The fact that it doesn’t really might be less important than the fact that the director/ writer thought it worth a try. Just as the Chapmans ‘rectified’ Goya, so Goold is ‘rectifying’ Marlowe’s Faustus, chopping up the text, adding his irreverent take to it. Goold is commenting on the Chapman brothers commenting on Goya who’s not really commenting on the Faust legend commenting on Hell. Which is also a work by the Chapman brothers.

Faustus and the Chapmans paths only cross once, in the aftermath of their failure to win the Turner prize. The lights are going on and off in homage to Creed, and Faustus wanders through, stuck in his perpetual torment, whilst the Chapmans discuss the beauty of simplicity in art. A dangerous tactic. I found it hard not to think there might have been more tension if the Chapmans and Faust had had a dramatic reason for being in the same room, rather than a theoretical one. A note which carried through the whole play – it’s a nice enough device, pitting the enfants terrible against the daddy of enfants terrible, but unless the two stories genuinely crash into each other, rather than merely poetically allude to one another, it’s hard to see how this in any way ‘rectifies’ the original.

As a consequence, what you get is stripped down Faustus, the edge taken off it. Where a contemporary audience might have been terrified/ fascinated by Faustus’ incantations of magical spells, to a modern audience it feels like so much Shakespearianism. Faustus’ delight in the powers Mephistopheles grants him gets lost, and his tale is reduced to an ongoing dialogue with the disconnected anti-christ.

The artworld scenes work better. The interplay between the Chapmans operates on a suitably deadpan note. They have a narrative – the journey from Turner also-rans to cultural heretics, even if Helena’s interjections leading to Jake’s disquietude seems contrived. Yet their tampering with the Goya etchings hardly comes across as a damnable action, (especially as its artistic effectiveness is on show in the lobby, where the actual Chapman/ Goya works can be seen – although it was interesting to note that the night I was there, no-one was paying them a blind bit of notice), and whilst Faustus sees his soul streaming into the heavens, the audience knows that the Chapmans will face nothing worse than marginal notoriety and relative wealth.

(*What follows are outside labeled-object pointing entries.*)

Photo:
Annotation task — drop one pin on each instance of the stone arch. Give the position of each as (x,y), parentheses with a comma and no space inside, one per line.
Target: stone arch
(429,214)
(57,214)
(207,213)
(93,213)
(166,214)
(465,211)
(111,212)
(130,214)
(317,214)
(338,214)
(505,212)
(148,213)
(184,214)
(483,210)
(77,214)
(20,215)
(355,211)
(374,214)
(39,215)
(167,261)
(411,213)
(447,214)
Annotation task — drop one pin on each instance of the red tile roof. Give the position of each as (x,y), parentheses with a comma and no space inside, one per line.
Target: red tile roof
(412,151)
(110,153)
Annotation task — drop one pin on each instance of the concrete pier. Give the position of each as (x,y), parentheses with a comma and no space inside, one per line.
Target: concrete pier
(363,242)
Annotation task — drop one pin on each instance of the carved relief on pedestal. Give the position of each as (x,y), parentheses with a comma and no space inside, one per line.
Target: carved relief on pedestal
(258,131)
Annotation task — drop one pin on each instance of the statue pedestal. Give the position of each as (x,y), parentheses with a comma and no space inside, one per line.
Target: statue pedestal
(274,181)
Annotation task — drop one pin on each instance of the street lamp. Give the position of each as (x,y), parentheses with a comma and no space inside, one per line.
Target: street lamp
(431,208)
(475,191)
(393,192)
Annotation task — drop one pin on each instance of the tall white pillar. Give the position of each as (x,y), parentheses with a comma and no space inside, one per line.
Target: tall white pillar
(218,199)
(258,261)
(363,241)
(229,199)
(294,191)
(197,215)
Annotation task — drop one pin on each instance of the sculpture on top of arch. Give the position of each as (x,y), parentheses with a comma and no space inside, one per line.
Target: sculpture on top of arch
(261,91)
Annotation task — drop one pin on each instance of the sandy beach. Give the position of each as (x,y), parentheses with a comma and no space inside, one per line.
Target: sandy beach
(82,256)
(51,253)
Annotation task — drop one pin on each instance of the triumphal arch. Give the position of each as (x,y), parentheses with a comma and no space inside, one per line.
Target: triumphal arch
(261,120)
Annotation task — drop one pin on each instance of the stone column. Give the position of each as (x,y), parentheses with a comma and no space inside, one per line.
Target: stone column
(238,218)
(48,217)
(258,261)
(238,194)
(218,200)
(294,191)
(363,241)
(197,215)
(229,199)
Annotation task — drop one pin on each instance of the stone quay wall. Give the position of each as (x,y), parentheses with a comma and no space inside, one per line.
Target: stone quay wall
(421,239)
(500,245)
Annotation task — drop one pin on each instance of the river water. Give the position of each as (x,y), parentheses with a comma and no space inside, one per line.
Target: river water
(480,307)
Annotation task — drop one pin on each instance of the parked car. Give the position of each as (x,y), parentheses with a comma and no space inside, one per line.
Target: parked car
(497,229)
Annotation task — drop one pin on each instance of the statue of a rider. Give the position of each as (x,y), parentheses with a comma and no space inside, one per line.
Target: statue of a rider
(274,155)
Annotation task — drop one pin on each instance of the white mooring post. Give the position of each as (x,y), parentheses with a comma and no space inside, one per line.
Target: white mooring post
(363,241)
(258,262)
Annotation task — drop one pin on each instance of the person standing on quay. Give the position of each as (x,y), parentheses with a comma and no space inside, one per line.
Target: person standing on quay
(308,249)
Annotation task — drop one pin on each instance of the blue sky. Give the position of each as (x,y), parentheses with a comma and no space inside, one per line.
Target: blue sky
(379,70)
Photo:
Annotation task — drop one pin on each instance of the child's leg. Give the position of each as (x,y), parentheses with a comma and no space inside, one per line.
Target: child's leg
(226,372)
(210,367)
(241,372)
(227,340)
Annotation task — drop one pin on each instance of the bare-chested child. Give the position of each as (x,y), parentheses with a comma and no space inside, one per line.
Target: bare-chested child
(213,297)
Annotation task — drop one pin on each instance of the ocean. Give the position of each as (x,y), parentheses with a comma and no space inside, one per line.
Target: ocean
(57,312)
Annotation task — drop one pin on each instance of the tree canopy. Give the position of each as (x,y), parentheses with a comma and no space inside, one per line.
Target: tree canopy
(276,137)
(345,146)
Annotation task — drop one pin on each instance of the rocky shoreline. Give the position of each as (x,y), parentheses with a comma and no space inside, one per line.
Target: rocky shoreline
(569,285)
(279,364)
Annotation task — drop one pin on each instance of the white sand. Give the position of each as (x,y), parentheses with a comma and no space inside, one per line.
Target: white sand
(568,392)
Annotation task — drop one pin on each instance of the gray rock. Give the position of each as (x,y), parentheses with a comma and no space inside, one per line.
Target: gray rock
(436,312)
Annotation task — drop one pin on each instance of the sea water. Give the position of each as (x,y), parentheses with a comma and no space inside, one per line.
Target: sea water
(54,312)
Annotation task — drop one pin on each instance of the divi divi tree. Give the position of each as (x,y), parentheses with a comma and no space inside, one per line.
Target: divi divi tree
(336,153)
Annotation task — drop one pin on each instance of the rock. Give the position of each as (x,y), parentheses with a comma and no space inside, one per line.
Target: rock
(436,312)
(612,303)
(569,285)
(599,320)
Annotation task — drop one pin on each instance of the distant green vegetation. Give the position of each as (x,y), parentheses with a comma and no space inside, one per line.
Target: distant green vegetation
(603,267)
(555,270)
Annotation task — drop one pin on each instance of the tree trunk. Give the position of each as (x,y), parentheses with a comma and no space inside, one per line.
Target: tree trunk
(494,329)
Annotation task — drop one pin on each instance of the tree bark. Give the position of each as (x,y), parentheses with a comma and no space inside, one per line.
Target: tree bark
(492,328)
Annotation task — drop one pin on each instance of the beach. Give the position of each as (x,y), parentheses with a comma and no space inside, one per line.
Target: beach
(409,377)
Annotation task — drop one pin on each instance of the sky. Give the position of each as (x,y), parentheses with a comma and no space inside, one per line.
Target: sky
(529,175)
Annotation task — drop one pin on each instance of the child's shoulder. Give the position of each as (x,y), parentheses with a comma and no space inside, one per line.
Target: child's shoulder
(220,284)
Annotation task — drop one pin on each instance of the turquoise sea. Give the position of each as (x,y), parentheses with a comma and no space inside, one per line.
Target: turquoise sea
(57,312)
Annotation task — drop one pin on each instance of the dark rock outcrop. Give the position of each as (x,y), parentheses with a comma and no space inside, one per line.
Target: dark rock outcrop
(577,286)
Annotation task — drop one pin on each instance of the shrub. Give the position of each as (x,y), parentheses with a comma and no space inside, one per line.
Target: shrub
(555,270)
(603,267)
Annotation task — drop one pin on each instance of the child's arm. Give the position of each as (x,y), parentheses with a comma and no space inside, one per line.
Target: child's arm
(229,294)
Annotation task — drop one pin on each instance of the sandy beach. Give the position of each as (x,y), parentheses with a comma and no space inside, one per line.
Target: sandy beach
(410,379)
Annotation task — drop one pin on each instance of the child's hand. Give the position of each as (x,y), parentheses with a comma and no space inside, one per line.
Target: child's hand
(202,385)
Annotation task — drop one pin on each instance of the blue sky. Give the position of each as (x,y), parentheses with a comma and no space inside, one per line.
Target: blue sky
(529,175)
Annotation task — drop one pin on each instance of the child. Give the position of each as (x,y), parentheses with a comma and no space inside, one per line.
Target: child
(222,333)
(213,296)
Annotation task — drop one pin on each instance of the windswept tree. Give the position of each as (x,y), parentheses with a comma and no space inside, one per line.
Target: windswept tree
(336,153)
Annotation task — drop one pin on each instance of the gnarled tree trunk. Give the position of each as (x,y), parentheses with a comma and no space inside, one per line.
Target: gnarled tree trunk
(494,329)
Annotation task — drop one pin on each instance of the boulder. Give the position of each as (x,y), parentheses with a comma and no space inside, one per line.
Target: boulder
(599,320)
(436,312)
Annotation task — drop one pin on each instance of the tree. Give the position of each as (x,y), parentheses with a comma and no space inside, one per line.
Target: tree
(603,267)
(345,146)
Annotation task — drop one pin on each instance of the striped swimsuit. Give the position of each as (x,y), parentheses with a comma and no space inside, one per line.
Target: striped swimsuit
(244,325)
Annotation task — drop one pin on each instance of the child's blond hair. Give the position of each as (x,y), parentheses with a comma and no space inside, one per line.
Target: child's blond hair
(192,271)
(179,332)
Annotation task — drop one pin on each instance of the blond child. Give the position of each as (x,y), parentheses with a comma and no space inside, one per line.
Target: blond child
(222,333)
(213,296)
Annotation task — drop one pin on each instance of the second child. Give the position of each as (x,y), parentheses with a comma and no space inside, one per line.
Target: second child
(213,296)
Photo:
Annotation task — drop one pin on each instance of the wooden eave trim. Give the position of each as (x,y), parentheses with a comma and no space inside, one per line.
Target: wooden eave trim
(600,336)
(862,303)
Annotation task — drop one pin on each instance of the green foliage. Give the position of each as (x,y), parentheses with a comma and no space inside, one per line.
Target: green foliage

As I left the theatre into a rainy Swiss Cottage night, I overheard someone saying it was a real actors piece. This seemed accurate, though it’s also a director’s piece, a design piece, even an artists piece. It feels like one of those shows where the parts are more than the sum of the whole. This may be the result of some kind of Faustian pact the director has made in over-reaching himself. If so, it’s more of a virtue than a vice. Even though we get two plays for the price of one, and though I question the use of a Taliban victim’s supposed testimony being appropriated in the name of art - (another line the play fitfully explores is the meaning of cruelty and art’s capacity to capture that thing) – Goold’s play is consistently, though never sensationally, thought-provocative.

Nb: No play will ever illustrate Martin Creed’s minor masterpiece as effectively as this; probably the most striking usage of a Turner prize winning work the London stage has seen.